Gewinnzusage

(§ 661 a BGB) ist die Zusage eines Gewinns. Ein Unternehmer, der Gewinnzusagen oder vergleichbare Mitteilungen an Verbraucher sendet und durch die Gestaltung dieser Zusendungen den Eindruck erweckt, dass der Verbraucher einen Preis gewonnen hat, hat dem Verbraucher diesen Preis zu leisten. Ein Vertragsschluss ist nicht erforderlich. Lit.: Wied, G., Gewinnversprechen von Versandfirmen, 2003; Schröder, R./Thiessen, J., Gewinnzusagen, NJW 2004, 719; Leible, S., Luxemburg locuta, NJW 2005, 796

Ankündigung eines Unternehmers (§ 14 BGB) gegenüber einem Verbraucher (§ 13 BGB), die bei objektiver Betrachtung den Eindruck erweckt, der Verbraucher habe einen Preis gewonnen. Sie begründet eine einseitige schuldrechtliche Verpflichtung des Unternehmers, dem Verbraucher diesen Preis zu leisten (§ 661 a BGB).

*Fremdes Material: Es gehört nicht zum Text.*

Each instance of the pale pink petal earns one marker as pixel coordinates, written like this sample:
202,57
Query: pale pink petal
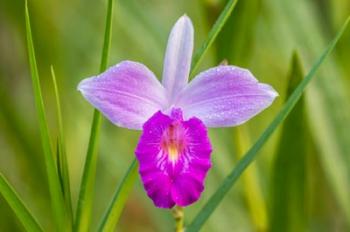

Ein Unternehmer, der eine G. an Verbraucher sendet und dabei den Eindruck erweckt, dieser habe einen Preis gewonnen, hat dem Verbraucher den Preis zu leisten (§ 661 a BGB). Verpflichtet ist derjenige Unternehmer, den ein durchschnittlicher Verbraucher als Empfänger einer G. als Versprechenden ansieht.